I am
probably stepping on some folks’ toes. My apologies.
First,
let me explain what I mean by federated search. Federated search:
conducting a search against “n” source systems via a broadcast mechanism
without the benefit or guidance of an index. This is somewhat like
roaming the three buildings of the Library of Congress looking for a book title
… without benefit of a card catalog.
I am
speaking specifically about environments where the systems in the federation
are heterogeneous, are physically dispersed, were not engineered for federation
a priori, and are not managed by a common command and control system.
By way of
example, an airline might have a payroll system containing employees, a
reservation system containing flight reservations and a watch list database
containing people that are not permitted to fly. If this airline
implemented federated search the data in these three systems would remain in
these three systems. Searches (whether invoked by users or machines) are
then broadcast to each source system. Note: Source systems receive
queries for information they may or may not have, and as we shall see, receive
queries for data they may have but have no means to locate in any efficient
manner.
Federated
search works fine if the goal is simply a reference system used to answer
periodic inquiry. Such systems could be described as forensic in nature –
when there is something of interest, one can look for it. Think of such
federated search environments as systems where “the data only speaks when spoken
to.” If this is what an organization needs, and there are a small number
of queries and a finite number of source systems, federated search is a fine
option.
Most
organizations are not living in a world where “after-the-fact forensic
discovery delivered only when asked” is acceptable.
Most
organizations have some obligation to make sense of what they know. For
example, the airline should know if the person added to the watch list is
already an employee or already has a flight reservation. Ideally, the
moment such facts become knowable, someone or some system should be
notified. Think of this as “the data speaks to itself.” I call this data finds data.
This
notion of data finds data implies the “data is the query.” As
each new piece of data enters the organization, the organization has just
learned something. And it is at this exact moment in time that one (a
smart system) must ask: Now that I know this,
how does this relate to what I already know? Does this matter, and if so
… to who?
Whether
the data is the query (generated by systems likely at high volumes) or the user
invokes a query (by comparison likely lower volumes), there is no
difference. In both cases, this is simply a need for “discoverability” – the ability to discover if the enterprise
has any related information.
If
discoverability across a federation of disparate systems is the goal, federated
search does not scale, in any practical way, for any amount of money.

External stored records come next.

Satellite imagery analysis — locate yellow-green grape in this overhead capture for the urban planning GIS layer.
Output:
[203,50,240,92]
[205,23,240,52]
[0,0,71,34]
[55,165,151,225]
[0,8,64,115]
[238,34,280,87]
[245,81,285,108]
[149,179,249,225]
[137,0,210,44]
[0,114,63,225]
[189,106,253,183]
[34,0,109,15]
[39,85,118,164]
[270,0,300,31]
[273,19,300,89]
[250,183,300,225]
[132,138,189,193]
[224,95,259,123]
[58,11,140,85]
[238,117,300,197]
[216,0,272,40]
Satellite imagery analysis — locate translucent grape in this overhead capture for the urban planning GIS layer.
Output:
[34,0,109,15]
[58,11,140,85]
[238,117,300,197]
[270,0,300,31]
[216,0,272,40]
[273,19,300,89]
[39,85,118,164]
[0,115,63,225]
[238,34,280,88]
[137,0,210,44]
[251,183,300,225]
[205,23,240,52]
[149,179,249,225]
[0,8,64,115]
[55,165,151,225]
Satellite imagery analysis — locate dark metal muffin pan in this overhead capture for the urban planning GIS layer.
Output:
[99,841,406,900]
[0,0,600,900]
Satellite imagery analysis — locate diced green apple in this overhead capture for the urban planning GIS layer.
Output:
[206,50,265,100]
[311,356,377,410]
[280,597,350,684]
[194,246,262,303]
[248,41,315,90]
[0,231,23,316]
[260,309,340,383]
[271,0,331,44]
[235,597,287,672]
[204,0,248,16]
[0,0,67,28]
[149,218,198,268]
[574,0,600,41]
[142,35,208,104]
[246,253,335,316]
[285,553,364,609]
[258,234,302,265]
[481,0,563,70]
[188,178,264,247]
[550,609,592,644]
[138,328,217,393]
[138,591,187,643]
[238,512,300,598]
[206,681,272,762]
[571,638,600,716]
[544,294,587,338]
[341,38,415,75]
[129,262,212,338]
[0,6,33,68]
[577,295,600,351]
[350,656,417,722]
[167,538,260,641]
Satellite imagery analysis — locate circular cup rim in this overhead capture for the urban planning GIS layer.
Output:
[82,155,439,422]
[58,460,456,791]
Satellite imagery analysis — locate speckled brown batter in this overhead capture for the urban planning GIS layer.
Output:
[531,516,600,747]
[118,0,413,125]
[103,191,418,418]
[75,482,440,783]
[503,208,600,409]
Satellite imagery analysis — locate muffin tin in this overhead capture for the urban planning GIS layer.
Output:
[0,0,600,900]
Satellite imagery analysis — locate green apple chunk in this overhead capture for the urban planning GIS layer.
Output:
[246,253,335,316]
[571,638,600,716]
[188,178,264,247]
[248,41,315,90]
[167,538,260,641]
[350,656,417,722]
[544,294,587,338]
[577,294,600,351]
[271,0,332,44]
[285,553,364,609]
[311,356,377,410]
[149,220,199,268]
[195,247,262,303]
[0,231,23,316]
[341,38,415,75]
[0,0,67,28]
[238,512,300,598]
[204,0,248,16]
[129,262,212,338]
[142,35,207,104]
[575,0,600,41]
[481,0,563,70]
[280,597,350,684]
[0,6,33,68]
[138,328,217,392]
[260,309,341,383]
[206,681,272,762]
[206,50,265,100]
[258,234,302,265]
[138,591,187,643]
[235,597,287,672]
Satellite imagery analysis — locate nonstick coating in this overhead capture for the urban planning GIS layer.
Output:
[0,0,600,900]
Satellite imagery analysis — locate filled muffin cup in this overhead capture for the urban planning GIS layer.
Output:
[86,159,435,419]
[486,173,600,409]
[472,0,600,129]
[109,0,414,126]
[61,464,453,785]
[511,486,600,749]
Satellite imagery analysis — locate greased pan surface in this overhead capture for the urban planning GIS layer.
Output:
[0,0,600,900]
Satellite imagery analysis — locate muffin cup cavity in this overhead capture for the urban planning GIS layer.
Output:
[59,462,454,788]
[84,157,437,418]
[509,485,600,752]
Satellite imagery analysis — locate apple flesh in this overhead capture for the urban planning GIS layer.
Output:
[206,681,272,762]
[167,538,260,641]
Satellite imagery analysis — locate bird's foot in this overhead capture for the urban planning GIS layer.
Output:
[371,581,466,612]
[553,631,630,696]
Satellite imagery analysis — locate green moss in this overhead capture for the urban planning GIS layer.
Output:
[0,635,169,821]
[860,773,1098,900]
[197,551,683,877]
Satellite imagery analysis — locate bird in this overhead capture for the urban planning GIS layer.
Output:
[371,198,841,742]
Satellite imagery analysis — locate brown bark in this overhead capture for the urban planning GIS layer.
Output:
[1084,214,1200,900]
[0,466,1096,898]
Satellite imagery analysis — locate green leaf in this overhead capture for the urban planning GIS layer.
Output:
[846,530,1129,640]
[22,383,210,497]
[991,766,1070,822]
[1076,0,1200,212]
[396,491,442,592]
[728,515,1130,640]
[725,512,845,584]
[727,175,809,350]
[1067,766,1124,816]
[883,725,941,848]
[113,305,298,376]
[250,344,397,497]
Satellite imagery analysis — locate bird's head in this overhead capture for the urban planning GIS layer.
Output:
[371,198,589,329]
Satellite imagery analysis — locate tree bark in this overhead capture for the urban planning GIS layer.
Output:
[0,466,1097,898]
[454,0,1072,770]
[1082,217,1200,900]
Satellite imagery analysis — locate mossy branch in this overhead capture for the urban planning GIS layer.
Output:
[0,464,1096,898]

Period. It is so essential that folks understand this before they run off
wasting millions of dollars on fairytale stories backed up by a few math guys
with a new vision who have never done it before.
I will
spare you the gory details of that day in 1996 when I came to witness such a
federated search system. Multi-million dollar, very smart, middleware developed
over a number of years was sitting atop a reported 2,000 data stores and 50B
rows of data. Watching this large federated search system really drove
home a series of epiphanies about the problems of federated search.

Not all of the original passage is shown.